Лиля ещё раз посмотрела в зеркало: выглядит хорошо. Вид у неё трогательный и наивно-беззащитный. Вот только туфли не в цвет к остальному костюму. Туфли были зелёные и это изрядно портило настроение. Нет, у Лили были и белые туфли. И чёрные — Гришка её всегда баловал. Но в них каблук был пониже. А Лиле хотелось сегодня возвышаться и блистать. Быть в центре внимания.

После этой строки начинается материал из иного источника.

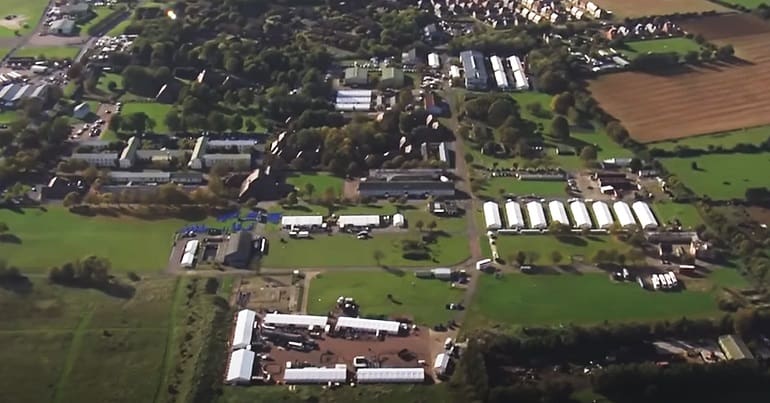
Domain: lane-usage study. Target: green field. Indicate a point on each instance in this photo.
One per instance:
(725, 140)
(49, 52)
(521, 300)
(157, 112)
(667, 45)
(131, 244)
(420, 300)
(721, 176)
(28, 11)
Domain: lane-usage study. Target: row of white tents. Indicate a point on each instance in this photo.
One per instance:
(626, 216)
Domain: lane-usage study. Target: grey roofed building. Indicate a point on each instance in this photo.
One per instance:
(476, 75)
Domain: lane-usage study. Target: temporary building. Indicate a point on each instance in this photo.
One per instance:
(278, 319)
(514, 215)
(390, 375)
(398, 220)
(558, 213)
(644, 214)
(315, 375)
(536, 215)
(244, 328)
(580, 214)
(602, 214)
(370, 325)
(623, 212)
(358, 220)
(302, 221)
(492, 215)
(241, 366)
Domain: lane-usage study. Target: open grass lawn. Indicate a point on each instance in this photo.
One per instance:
(666, 45)
(520, 300)
(56, 236)
(687, 214)
(320, 180)
(157, 112)
(420, 300)
(721, 176)
(726, 140)
(48, 52)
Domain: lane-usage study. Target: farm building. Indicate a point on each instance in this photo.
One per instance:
(390, 375)
(244, 328)
(602, 214)
(558, 213)
(305, 321)
(358, 221)
(492, 215)
(368, 325)
(241, 366)
(536, 215)
(623, 212)
(513, 214)
(315, 375)
(645, 216)
(580, 215)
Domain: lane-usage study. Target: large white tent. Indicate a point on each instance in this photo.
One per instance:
(492, 215)
(645, 216)
(244, 328)
(623, 212)
(241, 366)
(558, 213)
(603, 216)
(580, 215)
(514, 215)
(536, 215)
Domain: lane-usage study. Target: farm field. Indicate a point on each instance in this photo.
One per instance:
(579, 299)
(644, 8)
(420, 300)
(713, 180)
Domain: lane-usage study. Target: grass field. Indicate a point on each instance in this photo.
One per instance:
(129, 243)
(675, 45)
(520, 300)
(420, 300)
(721, 176)
(49, 52)
(157, 112)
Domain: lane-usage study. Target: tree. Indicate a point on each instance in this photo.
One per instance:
(560, 128)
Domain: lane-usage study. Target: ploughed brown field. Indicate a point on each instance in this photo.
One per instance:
(703, 99)
(643, 8)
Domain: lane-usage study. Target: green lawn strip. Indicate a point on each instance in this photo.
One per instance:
(420, 300)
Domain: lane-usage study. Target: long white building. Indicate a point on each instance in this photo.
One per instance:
(644, 214)
(492, 215)
(513, 214)
(536, 215)
(623, 212)
(602, 214)
(580, 215)
(558, 213)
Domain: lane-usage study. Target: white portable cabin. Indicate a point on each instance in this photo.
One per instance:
(580, 215)
(514, 215)
(602, 214)
(558, 213)
(241, 366)
(536, 215)
(492, 215)
(645, 216)
(244, 329)
(623, 212)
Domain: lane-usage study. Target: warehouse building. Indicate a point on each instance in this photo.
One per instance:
(390, 375)
(244, 329)
(241, 367)
(492, 215)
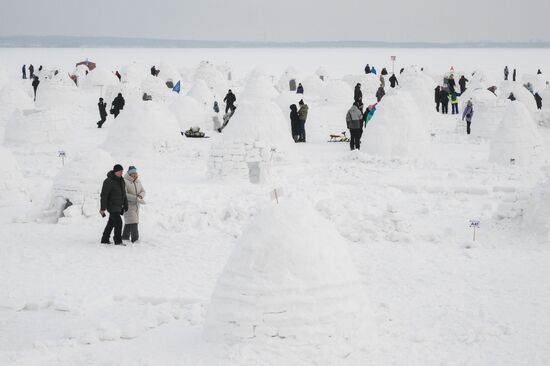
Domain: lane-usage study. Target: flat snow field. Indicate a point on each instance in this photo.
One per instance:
(437, 297)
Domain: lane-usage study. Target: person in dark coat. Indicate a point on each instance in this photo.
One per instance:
(35, 83)
(295, 123)
(462, 83)
(538, 99)
(451, 83)
(357, 93)
(102, 112)
(437, 97)
(444, 98)
(115, 202)
(393, 81)
(117, 105)
(380, 94)
(229, 100)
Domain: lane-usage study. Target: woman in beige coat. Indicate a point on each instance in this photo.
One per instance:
(135, 194)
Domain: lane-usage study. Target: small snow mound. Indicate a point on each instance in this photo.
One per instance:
(143, 128)
(298, 286)
(397, 129)
(517, 140)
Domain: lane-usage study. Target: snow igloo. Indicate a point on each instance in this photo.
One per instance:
(397, 129)
(517, 140)
(257, 134)
(13, 186)
(76, 189)
(141, 129)
(298, 286)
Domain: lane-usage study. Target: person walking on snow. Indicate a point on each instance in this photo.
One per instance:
(393, 81)
(102, 112)
(437, 97)
(462, 83)
(454, 102)
(357, 93)
(380, 94)
(295, 123)
(302, 114)
(135, 194)
(229, 100)
(468, 115)
(354, 122)
(115, 202)
(35, 83)
(117, 105)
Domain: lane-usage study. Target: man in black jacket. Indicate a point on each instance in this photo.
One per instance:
(102, 112)
(229, 100)
(117, 105)
(114, 201)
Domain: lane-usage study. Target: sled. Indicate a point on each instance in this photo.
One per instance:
(339, 138)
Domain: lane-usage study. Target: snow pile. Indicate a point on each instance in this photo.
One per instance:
(397, 129)
(299, 286)
(189, 113)
(214, 79)
(520, 92)
(517, 140)
(13, 187)
(12, 98)
(487, 112)
(143, 128)
(77, 187)
(257, 132)
(38, 129)
(201, 93)
(336, 91)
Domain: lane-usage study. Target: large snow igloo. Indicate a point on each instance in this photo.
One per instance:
(76, 188)
(397, 129)
(290, 278)
(517, 140)
(257, 133)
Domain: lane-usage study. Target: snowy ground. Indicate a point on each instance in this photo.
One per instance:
(438, 297)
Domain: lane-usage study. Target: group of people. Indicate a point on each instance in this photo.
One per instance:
(298, 118)
(121, 196)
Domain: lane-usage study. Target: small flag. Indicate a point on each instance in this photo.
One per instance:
(177, 87)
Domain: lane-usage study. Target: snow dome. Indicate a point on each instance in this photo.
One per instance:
(520, 92)
(397, 129)
(202, 93)
(77, 187)
(13, 187)
(517, 140)
(189, 113)
(143, 128)
(38, 129)
(336, 91)
(299, 285)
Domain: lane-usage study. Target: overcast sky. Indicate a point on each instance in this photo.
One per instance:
(282, 20)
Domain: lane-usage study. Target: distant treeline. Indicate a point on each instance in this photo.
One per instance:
(114, 42)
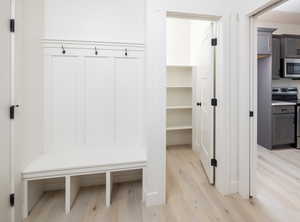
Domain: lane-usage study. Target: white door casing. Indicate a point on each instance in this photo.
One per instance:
(5, 87)
(206, 85)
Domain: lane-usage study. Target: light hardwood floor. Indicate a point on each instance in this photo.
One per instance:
(189, 197)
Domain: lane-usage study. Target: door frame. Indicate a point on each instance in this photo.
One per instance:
(223, 172)
(12, 102)
(248, 157)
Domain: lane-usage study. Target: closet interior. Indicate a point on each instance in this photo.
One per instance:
(183, 81)
(80, 87)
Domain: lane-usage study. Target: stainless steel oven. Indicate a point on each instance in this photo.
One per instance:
(291, 68)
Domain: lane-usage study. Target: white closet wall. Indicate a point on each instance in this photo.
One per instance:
(178, 41)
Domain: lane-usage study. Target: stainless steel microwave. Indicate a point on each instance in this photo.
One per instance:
(291, 68)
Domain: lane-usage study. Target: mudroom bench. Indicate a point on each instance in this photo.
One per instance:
(70, 165)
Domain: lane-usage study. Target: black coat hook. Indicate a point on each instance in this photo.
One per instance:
(63, 49)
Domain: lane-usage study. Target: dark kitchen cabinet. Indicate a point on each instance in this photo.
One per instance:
(290, 46)
(264, 41)
(283, 125)
(276, 57)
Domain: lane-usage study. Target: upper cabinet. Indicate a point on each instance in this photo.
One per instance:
(264, 39)
(276, 57)
(290, 46)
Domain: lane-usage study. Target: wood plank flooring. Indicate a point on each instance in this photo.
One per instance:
(189, 197)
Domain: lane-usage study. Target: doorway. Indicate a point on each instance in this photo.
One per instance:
(191, 93)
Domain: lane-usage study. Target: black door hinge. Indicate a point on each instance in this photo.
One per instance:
(214, 102)
(12, 199)
(12, 110)
(12, 25)
(214, 42)
(213, 162)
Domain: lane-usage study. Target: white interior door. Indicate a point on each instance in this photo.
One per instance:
(4, 105)
(205, 93)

Она провела руками по мягкой ткани платья, улыбнулась отражению в зеркале заученной улыбкой.
Нет, нужно немного не так улыбаться. А то, если так, то получалась морщинка. Комиссия не должна думать, что она старая. А она и вовсе не старая.
Лиля развернула изрядно мятый листочек и ещё раз взглянула на текст. Нет, на память Лиля никогда не жаловалась. Но от волнения можно какое-то слово забыть. А вдруг оно важное.
Часы на кухне бамкнули несколько раз. Лиля чутко прислушалась. Ох и летит время! Уже скоро. Надеялась ещё пару раз слова повторить, да уже собираться пора.
Лиля нахмурилась, надела под платье кружевной подъюбник. Подол сразу стал пышным, как у принцессы, а талия теперь казалась тоненькой-тоненькой. Затем натянула красивые перчатки, обула туфельки, внимательно следя, чтобы стрелка сзади не перекрутилась. Последний штрих — шляпка. Брызнула на себя капельку духов и вышла из комнаты.
Пора. Комиссия ждать не будет.
На лице её блуждала предвкушающая улыбка…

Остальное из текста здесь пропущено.